Assuming you have Jekyll installed already, generate your blog with jekyll new name_of_your_blog && cd name_of_your_blog.

Then run git init.

Create a unique name to host our blog on Heroku (if you want) with heroku create siaw23sblog where siaw23sblog is a unique name of your choice. If you can’t come up with anything unique, do heroku create. Heroku will help you with a random name. You can change this later if you come up with something. You may need to install Heroku CLI to get the heroku commands.

Next step is to create a Procfile with the following content:

web: jekyll serve -P $PORT --no-watch --host 0.0.0.0

Heroku uses the Procfile to specify which commands will run on your dynos. So in the above, we want to run Jekyll on $PORT, note that you don’t have to add any $PORT variable to your ENVs manually on Heroku. Heroku will do this for you. Then you pass the --no-watch option and specify for your server to run on Heroku’s localhost.

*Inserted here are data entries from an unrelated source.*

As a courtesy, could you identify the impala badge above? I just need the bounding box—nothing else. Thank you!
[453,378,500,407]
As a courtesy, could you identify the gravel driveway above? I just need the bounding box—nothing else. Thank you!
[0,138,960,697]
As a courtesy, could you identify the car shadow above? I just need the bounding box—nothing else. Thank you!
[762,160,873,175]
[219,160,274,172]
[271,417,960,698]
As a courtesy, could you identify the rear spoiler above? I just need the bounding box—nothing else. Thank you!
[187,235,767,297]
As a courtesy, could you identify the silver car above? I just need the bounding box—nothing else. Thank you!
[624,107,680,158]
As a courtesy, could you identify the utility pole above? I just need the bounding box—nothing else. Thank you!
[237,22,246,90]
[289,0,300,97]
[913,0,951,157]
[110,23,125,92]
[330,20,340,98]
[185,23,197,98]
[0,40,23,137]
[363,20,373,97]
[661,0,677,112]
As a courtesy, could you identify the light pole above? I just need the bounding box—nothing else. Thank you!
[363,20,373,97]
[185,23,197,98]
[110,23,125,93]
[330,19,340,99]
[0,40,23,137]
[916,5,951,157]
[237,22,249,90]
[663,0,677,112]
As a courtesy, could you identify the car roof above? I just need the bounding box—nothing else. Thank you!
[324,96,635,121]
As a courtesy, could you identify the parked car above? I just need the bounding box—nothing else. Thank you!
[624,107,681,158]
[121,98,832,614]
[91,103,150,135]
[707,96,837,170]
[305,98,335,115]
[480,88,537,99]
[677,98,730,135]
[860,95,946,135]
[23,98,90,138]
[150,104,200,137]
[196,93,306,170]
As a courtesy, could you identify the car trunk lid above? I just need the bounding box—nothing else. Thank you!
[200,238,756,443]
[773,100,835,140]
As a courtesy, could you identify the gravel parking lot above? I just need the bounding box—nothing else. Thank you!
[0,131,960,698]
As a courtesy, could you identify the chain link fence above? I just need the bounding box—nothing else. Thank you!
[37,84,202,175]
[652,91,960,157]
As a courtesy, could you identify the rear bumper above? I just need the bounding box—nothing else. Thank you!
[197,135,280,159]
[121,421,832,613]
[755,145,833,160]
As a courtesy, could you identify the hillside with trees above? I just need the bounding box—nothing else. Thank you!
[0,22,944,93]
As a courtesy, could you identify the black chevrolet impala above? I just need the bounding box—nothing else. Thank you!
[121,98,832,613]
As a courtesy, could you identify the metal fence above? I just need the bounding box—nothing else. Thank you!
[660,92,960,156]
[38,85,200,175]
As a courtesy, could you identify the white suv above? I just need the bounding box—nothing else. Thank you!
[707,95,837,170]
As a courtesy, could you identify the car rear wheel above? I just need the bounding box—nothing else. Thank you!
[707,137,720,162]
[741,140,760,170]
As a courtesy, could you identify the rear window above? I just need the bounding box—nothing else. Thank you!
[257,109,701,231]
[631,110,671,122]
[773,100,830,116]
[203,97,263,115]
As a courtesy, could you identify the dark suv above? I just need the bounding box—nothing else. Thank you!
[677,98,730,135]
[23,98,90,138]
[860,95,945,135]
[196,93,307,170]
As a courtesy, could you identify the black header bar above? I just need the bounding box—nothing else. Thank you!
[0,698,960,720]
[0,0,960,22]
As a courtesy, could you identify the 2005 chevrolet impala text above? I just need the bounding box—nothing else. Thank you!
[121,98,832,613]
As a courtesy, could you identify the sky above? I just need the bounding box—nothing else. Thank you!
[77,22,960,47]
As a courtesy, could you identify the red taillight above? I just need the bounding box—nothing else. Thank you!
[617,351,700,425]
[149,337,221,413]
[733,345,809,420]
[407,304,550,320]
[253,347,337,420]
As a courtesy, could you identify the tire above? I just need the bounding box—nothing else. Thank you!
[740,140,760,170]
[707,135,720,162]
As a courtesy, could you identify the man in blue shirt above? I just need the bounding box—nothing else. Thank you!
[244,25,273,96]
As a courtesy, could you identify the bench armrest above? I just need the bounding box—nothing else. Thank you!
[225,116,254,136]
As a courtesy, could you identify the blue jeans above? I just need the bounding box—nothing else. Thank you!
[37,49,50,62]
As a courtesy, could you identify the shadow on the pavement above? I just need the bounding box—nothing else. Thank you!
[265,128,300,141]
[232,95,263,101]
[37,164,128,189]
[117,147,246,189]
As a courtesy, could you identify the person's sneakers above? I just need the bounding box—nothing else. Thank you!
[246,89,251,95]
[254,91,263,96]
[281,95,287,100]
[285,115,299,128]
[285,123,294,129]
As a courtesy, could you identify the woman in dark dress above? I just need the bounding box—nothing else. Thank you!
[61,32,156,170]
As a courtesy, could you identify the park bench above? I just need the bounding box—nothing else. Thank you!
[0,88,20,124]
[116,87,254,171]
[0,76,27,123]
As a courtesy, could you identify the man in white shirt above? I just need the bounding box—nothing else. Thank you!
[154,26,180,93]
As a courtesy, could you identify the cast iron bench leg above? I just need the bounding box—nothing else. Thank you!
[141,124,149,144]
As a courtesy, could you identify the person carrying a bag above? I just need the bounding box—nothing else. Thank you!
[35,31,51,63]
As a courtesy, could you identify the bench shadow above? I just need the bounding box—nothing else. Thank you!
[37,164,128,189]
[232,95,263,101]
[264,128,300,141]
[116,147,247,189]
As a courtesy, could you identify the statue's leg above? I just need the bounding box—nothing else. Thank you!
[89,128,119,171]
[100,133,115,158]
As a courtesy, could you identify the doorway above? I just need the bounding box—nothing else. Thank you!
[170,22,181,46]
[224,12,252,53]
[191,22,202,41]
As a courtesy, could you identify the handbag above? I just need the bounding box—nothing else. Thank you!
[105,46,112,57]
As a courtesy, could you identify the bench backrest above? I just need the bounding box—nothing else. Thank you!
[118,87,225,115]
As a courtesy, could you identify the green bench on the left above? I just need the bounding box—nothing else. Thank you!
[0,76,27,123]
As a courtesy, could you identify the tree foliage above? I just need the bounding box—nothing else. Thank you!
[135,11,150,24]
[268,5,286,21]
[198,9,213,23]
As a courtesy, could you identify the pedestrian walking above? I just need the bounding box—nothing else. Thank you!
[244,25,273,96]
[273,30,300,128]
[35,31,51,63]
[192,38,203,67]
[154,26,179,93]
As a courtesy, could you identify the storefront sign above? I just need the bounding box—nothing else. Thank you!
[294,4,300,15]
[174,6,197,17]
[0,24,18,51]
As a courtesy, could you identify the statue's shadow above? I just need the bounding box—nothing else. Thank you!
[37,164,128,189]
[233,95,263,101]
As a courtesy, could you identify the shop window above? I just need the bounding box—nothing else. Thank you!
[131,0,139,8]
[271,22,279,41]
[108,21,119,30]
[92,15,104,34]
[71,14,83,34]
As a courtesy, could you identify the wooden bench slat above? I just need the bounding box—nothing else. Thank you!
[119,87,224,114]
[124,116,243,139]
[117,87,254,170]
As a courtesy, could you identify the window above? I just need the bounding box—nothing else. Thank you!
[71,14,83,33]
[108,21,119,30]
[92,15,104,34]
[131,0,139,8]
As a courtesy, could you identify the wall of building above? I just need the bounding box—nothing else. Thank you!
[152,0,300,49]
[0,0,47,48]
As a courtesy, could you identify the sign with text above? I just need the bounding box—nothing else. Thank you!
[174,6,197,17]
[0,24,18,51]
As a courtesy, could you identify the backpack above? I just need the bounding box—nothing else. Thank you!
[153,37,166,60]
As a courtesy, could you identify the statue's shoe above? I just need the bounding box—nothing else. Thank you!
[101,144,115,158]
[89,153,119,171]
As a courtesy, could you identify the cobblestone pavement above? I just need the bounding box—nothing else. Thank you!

Commit and push everything, including the Procfile to your master branch on Heroku.

The final step will be to go to your dashboard on Heroku and turn on your “web” command. You can find this on the “overview” tab of your application’s dashboard on Heroku.

Turning on command for Heroku Dyno

Do heroku open to see your blog basking in glory.

Happy blogging!

    Powered By ConvertKit
    Follow me on Twitter to explore Ruby, JavaScript and web technologies. Consider subscribing to my newsletter or buying me a coffee if you found any of my content helpful.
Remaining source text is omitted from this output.